The run_hash is the single value that uniquely identifies a run. If two runs have the same hash, the input audio, prompts, model adapter version, and seeds were identical and you can compare numbers fairly. If they don't match, audiobench compare will tell you exactly which field disagrees.

Findings reproducibility policy (`ab/asr-hallucination`)¶

ab/asr-hallucination emits detector findings designed for publishable claims:

per-domain hallucination uplift effect size
bootstrap confidence interval
p-value corrected with Benjamini-Hochberg FDR
validation gate status (validated, candidate, rejected)

Validation is deterministic:

discovery and holdout splits are derived from clip identity + run seed
discovery must pass corrected significance and directionality checks
holdout must replicate the direction/effect gate before status becomes validated

These details are included directly in run JSON (findings, top_finding, validation_summary, findings_methods), so an external reviewer can audit the exact evidence path.

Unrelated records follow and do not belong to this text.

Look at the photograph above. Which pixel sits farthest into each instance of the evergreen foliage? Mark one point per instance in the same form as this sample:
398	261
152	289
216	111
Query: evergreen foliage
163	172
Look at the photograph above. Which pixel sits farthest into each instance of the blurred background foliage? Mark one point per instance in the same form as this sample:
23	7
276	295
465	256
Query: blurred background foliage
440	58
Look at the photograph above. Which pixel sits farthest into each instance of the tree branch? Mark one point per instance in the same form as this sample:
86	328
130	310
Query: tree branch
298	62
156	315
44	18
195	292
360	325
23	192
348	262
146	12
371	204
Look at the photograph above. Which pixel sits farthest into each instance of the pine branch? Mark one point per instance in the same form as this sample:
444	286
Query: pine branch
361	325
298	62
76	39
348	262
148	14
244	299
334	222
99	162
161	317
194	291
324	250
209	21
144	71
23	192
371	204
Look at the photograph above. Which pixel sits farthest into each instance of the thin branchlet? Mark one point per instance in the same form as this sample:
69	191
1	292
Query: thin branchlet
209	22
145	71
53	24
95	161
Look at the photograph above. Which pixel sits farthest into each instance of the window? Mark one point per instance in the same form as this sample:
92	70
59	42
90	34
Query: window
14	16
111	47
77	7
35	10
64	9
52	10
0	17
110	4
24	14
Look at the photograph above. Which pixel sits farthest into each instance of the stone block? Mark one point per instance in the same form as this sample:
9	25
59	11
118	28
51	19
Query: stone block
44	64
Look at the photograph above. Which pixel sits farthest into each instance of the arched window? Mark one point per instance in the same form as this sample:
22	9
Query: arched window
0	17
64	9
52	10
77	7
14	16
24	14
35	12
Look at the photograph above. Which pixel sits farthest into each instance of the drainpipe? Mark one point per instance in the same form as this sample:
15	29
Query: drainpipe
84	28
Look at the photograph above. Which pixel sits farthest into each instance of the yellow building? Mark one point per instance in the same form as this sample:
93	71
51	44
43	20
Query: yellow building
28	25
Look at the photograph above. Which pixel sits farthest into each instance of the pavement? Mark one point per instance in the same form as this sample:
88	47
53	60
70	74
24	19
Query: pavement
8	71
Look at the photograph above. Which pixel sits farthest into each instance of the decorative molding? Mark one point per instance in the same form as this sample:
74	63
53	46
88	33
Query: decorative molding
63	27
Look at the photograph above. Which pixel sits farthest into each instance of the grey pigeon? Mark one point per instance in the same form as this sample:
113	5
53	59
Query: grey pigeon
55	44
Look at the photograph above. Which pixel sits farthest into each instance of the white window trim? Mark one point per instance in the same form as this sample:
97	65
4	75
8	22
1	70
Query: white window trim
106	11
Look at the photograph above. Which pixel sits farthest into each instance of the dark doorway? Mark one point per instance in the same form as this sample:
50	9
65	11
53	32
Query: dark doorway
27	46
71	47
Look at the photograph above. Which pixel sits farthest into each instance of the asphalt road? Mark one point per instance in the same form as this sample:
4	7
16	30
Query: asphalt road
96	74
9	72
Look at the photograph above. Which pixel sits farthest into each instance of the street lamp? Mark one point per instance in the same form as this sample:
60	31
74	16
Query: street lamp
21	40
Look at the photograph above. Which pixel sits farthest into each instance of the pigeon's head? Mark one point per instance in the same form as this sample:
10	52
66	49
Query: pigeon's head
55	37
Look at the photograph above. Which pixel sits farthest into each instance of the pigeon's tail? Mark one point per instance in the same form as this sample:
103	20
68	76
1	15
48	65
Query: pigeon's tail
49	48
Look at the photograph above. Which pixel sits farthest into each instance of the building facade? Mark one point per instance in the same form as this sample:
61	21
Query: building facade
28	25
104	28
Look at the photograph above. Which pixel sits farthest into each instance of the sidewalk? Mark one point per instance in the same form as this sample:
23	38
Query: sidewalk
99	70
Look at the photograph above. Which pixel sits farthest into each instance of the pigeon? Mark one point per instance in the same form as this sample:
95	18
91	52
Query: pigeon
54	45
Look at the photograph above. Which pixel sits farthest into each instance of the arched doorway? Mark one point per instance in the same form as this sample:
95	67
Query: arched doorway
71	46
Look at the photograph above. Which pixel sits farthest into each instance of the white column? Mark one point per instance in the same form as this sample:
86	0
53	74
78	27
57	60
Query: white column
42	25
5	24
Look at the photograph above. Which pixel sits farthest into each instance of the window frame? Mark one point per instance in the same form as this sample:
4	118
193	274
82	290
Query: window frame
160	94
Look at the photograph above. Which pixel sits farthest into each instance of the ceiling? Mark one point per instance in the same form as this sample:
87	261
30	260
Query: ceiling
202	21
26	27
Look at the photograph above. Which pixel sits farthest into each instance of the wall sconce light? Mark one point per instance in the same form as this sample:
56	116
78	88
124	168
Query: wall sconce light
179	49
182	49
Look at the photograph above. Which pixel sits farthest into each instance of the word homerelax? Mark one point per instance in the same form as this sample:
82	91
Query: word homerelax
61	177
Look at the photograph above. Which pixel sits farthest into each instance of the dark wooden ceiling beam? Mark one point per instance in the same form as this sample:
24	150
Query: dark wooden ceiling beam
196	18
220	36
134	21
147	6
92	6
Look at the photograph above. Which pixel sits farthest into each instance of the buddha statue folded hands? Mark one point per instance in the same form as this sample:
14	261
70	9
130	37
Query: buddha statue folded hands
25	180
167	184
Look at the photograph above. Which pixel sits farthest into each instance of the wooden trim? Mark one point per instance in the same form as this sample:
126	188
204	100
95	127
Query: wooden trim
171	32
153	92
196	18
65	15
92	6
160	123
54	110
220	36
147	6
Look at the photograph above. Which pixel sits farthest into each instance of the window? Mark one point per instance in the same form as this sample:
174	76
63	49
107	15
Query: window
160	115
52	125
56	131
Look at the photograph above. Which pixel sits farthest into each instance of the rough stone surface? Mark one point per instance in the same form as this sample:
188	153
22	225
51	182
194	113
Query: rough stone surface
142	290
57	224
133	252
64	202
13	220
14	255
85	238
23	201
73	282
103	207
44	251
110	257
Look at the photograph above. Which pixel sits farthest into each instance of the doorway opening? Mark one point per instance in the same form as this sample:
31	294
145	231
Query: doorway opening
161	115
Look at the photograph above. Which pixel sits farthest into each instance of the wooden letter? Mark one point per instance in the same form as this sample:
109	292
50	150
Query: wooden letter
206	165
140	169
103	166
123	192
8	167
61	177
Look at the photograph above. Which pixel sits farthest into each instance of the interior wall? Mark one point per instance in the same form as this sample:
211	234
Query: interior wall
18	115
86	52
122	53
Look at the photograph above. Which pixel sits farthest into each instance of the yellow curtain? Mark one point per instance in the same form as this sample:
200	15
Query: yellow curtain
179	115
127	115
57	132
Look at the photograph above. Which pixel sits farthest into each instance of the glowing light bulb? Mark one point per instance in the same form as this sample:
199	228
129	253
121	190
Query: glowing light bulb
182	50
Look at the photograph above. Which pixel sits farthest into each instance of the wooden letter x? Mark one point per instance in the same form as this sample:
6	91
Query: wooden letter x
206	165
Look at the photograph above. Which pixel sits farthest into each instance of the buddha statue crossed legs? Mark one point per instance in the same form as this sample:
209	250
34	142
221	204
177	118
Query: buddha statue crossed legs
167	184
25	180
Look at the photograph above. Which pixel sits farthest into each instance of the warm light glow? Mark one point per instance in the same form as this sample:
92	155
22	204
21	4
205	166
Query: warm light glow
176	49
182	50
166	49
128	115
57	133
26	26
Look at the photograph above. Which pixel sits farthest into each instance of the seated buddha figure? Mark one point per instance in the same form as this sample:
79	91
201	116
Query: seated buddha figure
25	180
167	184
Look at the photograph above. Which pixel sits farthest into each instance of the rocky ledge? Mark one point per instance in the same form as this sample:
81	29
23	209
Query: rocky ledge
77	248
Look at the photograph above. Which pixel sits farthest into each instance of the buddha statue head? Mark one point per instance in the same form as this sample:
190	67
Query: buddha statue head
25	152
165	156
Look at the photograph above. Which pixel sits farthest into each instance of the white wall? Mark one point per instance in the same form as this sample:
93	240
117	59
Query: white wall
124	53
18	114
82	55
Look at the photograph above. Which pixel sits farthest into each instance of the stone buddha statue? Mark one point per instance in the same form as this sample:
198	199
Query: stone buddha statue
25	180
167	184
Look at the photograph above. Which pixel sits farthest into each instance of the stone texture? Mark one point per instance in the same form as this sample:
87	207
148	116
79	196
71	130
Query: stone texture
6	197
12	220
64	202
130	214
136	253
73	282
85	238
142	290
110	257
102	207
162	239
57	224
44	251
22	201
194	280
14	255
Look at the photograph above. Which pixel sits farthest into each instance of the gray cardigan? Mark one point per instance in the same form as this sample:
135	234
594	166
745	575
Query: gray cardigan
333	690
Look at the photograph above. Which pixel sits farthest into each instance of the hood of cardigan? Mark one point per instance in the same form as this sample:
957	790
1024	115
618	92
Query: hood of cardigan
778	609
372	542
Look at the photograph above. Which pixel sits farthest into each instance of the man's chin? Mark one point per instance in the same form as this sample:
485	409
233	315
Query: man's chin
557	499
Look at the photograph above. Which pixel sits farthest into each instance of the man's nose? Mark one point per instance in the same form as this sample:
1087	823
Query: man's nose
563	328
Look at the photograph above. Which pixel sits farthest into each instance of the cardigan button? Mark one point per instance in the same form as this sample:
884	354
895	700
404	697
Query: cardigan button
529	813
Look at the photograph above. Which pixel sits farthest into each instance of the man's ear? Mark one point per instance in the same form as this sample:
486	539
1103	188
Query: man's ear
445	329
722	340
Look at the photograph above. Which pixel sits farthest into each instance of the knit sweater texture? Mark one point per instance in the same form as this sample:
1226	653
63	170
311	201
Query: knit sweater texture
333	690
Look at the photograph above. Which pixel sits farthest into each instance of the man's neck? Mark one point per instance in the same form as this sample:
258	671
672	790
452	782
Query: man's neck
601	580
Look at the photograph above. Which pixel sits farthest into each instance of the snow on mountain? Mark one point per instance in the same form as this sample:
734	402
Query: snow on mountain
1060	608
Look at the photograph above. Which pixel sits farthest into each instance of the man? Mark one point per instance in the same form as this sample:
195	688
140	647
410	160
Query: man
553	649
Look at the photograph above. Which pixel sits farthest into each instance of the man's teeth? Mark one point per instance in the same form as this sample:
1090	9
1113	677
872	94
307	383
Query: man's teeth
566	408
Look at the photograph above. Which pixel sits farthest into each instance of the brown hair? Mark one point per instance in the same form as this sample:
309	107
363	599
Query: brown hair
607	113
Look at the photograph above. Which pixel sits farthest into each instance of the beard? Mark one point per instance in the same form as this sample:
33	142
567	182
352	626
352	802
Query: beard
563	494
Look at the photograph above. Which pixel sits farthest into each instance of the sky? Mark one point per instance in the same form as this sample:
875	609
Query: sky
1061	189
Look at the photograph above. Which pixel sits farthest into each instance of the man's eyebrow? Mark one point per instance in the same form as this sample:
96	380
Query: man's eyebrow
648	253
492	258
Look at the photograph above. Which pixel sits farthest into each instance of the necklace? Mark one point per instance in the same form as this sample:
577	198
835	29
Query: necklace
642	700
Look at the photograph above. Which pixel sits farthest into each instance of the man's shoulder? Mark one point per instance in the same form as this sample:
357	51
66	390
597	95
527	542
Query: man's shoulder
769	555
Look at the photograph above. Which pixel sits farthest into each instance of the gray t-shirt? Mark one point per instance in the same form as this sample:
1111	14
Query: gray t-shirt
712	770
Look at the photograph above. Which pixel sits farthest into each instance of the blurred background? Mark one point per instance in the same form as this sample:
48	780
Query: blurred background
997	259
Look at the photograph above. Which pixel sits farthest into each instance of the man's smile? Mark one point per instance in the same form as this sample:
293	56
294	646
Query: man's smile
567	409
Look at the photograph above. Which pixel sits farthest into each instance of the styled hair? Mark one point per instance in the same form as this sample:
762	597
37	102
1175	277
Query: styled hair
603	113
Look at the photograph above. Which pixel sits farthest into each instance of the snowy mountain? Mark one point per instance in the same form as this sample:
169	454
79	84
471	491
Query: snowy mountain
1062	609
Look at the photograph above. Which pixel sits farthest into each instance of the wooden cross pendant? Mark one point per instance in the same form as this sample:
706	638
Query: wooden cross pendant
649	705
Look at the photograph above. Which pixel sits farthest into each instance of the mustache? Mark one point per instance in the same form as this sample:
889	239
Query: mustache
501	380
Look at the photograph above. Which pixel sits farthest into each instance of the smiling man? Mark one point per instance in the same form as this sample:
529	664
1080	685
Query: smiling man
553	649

audiobench push is suite-agnostic and works for all shipped suites. It reads your run JSON, computes payload_sha256 over the canonical payload, and uploads a signed submission to a Hugging Face dataset path:

submissions/<suite-with-/-replaced-by-__>/<run_hash>.json

This makes the uploaded score auditable: the leaderboard entry includes the complete run payload and its hash.

hf auth login
audiobench push results/sound-id-heuristic.json --pretty-json

If --repo is omitted, push defaults to <your-username>/audiobench-leaderboard-submissions.

What's NOT pinned¶

Model weights for non-bundled adapters. If clap-base or qwen2-audio-7b upstream re-uploads checkpoints under the same name, your numbers can drift. Pin the checkpoint hash in your own pipeline if this matters to you.
Hardware non-determinism. Most Qwen2-Audio inference paths run with do_sample=False (deterministic), but some accelerators (especially with reduced-precision attention) can produce slightly different logits between runs. The yes/no parser is permissive enough that this rarely flips a decision; if it does, you'll see it in the per-probe JSON.
Resampling and codec edge cases when you supply your own data through a pack. The same .wav file fed through different host-side resamplers can produce different fingerprints.

Compare semantics¶

audiobench compare a.json b.json per-suite:

ab/asr-robust: lower WER wins, computed per condition and on the weighted mean.
ab/asr-hallucination: lower hallucination wins, plus top-finding validation status is shown for each run.
ab/sound-id: higher recall wins, lower FPR wins, F1 is reported alongside as a single-number summary.

By default, compare refuses to compare two ab/sound-id runs whose prompt configs disagree. Use --allow-mismatched-prompt to override; the comparison header will annotate the mismatch.